Stay Smart With Your Nutrition

fnvtbsThe world of food and nutrition was easy to understand in your great-great-grandmother’s day. Most of the foods she used in cooking were fresh. Sometimes the fruits and vegetables were grown right in her own back yard. Those were the days of home canning, meat curing, and butter churning. As most meals were made from scratch, cooking was considered a full-time job.

And years ago, your great-great -grandmother’s typical food choices at the grocery store were simple: fresh fruits and vegetables in season, milk, butter, flour, sugar, salt, and meat.

Times have changed since then. Women have joined the work force and have less time to cook. Convenience food has appeared. Fast-food restaurants have sprung up. Freezers and refrigerators make food storage easier, and microwaves make food preparation faster. Food markets are open 24 hours a day; some even deliver.

And look at all the decisions you have to make at the supermarket! Some grocery stores carry more than 25,000 items. In the cereal aisle alone you have more than 100 varieties to choose from.

Now that the food industry is doing a lot of the food preparation and cooking for you, how can you stay in control of your own nutrition, health, and well-being?

It takes nutrition savvy and a few dietary guidelines to start you in the right direction.

The Food Guide Pyramid

The U.S. Departments of Agriculture (USDA) and Health and Human Services (HHS) have developed the Food Guide Pyramid to help you put the dietary guidelines into action. The Pyramid is based on USDA research on the typical foods you eat, what nutrients these foods contain, and how to make the best food choices for optimum health and well-being. This Pyramid is not a rigid prescription but a general guide that lets you choose the diet that’s right for you.

The Pyramid advises limiting fat because the typical American diet is just too high in fat. A highfat diet can increase your risk for heart disease, cancer, and other diseases. Following the Pyramid will help you keep your fat intake within healthy limits. The Pyramid also highlights added sugar and advises a decreased intake of this as well. Sugar is considered “empty calories”: It provides calories with little nutritional benefit. Sugar can also lead to dental cavities.

The Pyramid emphasizes foods from five main food groups, each of which provides specific, essential nutrients. In general, foods from one group cannot replace those from another. Foods that used to be thought of as “fattening”–breads, potatoes, rice, and pasta, the Grain group–are now foods you should choose most often. (What makes these foods “fattening” is all the extra butter, mayonnaise, gravy, and cream sauces that are piled on top.) Foods from the Fruit and Vegetables groups should be the second most popular choices in your diet, with foods from the Meat and Dairy groups next. Fats and foods containing added sugars should be used sparingly.

Where’s the Label?

How can you tell what’s in a food when the label isn’t there? By the summer of 1994, the government will require all processed foods to carry a label. Label laws are voluntary for raw vegatables and fruits and single-ingredient meat and poultry products.
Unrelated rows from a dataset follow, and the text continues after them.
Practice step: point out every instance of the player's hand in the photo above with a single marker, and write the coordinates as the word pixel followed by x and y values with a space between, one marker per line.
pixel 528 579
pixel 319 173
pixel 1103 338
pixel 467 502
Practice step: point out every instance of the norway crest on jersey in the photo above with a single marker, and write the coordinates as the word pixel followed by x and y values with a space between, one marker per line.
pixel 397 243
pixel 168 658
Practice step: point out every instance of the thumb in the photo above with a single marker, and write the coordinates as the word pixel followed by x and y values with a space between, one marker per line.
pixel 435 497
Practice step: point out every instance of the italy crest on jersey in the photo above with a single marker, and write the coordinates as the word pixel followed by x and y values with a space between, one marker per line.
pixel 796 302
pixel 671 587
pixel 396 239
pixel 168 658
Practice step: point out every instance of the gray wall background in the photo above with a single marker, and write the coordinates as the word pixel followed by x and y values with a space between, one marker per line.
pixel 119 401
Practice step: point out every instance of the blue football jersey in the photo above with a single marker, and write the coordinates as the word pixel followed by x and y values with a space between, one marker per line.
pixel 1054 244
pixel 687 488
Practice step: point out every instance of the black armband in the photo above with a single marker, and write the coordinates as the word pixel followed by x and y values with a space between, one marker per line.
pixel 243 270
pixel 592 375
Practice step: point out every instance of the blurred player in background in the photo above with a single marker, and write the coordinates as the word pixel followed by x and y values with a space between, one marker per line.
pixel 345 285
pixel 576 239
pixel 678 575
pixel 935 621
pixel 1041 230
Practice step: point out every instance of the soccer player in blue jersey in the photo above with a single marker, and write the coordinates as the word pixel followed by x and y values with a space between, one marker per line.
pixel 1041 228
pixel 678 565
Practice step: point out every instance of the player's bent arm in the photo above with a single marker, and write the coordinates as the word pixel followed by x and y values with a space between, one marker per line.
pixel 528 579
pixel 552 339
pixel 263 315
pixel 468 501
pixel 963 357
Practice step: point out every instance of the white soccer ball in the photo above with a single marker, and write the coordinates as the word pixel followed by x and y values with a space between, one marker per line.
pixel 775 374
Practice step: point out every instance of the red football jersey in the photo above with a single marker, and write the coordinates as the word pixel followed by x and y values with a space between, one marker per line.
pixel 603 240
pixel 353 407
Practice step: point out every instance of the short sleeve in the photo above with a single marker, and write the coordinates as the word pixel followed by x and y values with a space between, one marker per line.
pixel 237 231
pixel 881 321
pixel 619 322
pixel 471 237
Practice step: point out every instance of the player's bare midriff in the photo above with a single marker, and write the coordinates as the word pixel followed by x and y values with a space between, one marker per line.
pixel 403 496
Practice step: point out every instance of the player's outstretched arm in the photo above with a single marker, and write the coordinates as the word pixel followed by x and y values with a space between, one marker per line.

Also, the laws do not apply to restaurants, delis, items sold in small packages (like a package of gum), and items produced by small businesses. In some cases, it’s especially important to have nutrition savvy and to ask questions when you don’t know.

Thirty Percent Savvy

Experts recommend keeping fat to no more than 30 percent of your daily calories.
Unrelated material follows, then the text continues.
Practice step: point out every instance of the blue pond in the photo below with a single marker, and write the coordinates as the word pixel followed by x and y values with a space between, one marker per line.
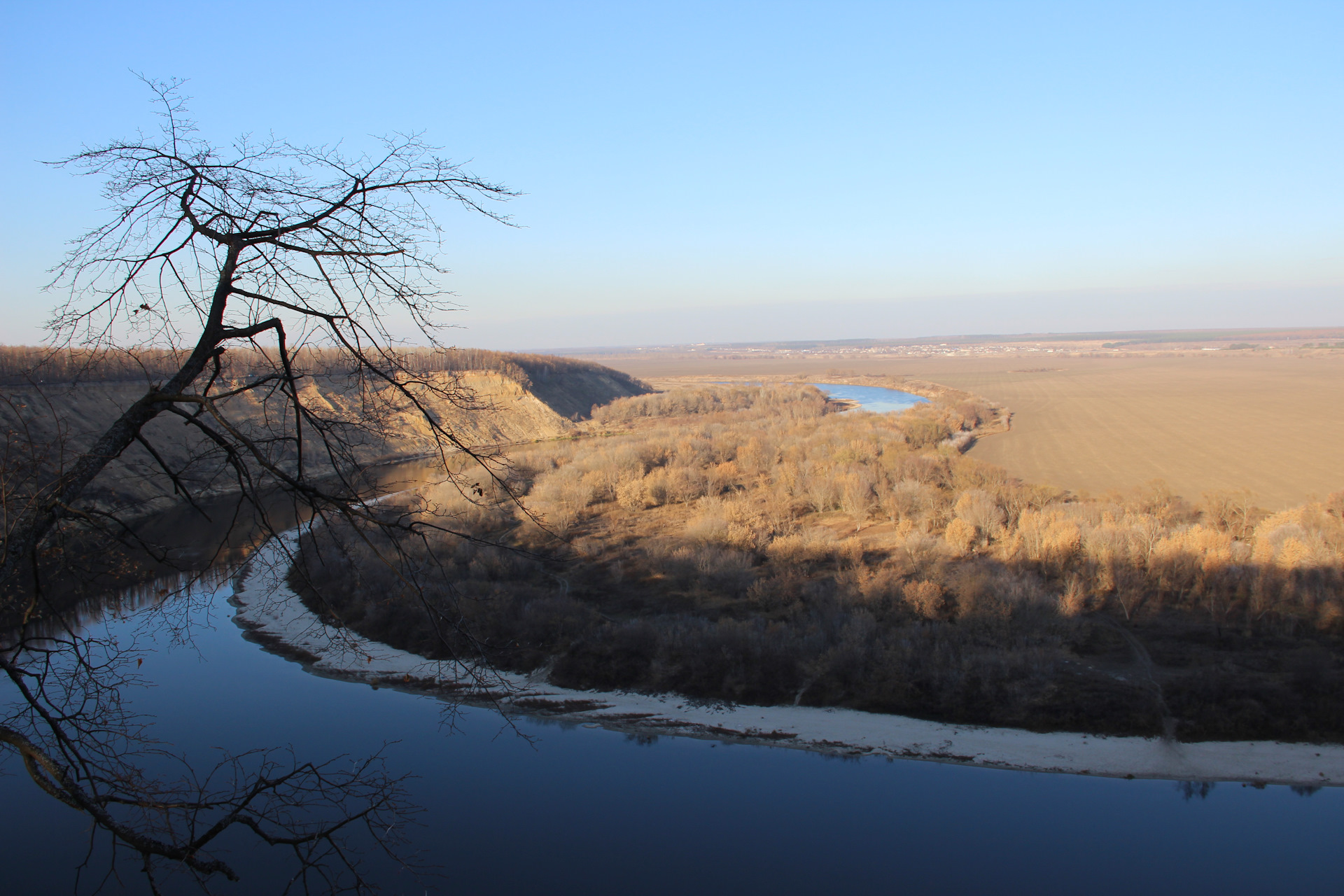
pixel 873 398
pixel 594 812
Look at some of the food labels on the shelves at home. How many grams of fat do these items contain? Some of your favorites will have more (some much more), and some less, but try to balance your daily fat intake to meet the guidelines listed below.

Calories   Maximum Fat
Grams/Day
(30 Percent)
1,800            60
2,000            67
2,200            73
2,400            80
2,800            93

Fast-Food Savvy

If you ordered the following sandwich for lunch and your daily calorie limit is 2,000 with 67 grams of fat, you’ve almost used up your entire fat allowance for the day–with one sandwich!

The next time you want to order a hamburger with all the extras, stop and think. The extras will triple the number of calories in the original burger. Will you have tripled the amount of food on your plate? Are the extras really worth all the extra calories and fat?

Savvy in a Restaurant

Words to look for when you order from a menu:

* Steamed * In its own juice/broth * Garden fresh * Broiled * Roasted * Poached * In a tomato base * In cocktail sauce * Smoked * Broiled dry (or with lemon juice or broth) * In reduced stock * Stewed

Words that warn of high fat:

* Buttery, buttered, in butter sauce * Sauteed, fried, panfried, crispy, braised * Creamed, in Alfredo sauce, in cream sauce, with gravy, with hollandaise sauce * Au gratin, parmesan, in cheese sauce, escalloped * Marinated in oil, basted * Casserole, prime, hash, pot pie

With all this nutrition news under your belt, you’re now prepared to make what you eat count toward your being your healthy best.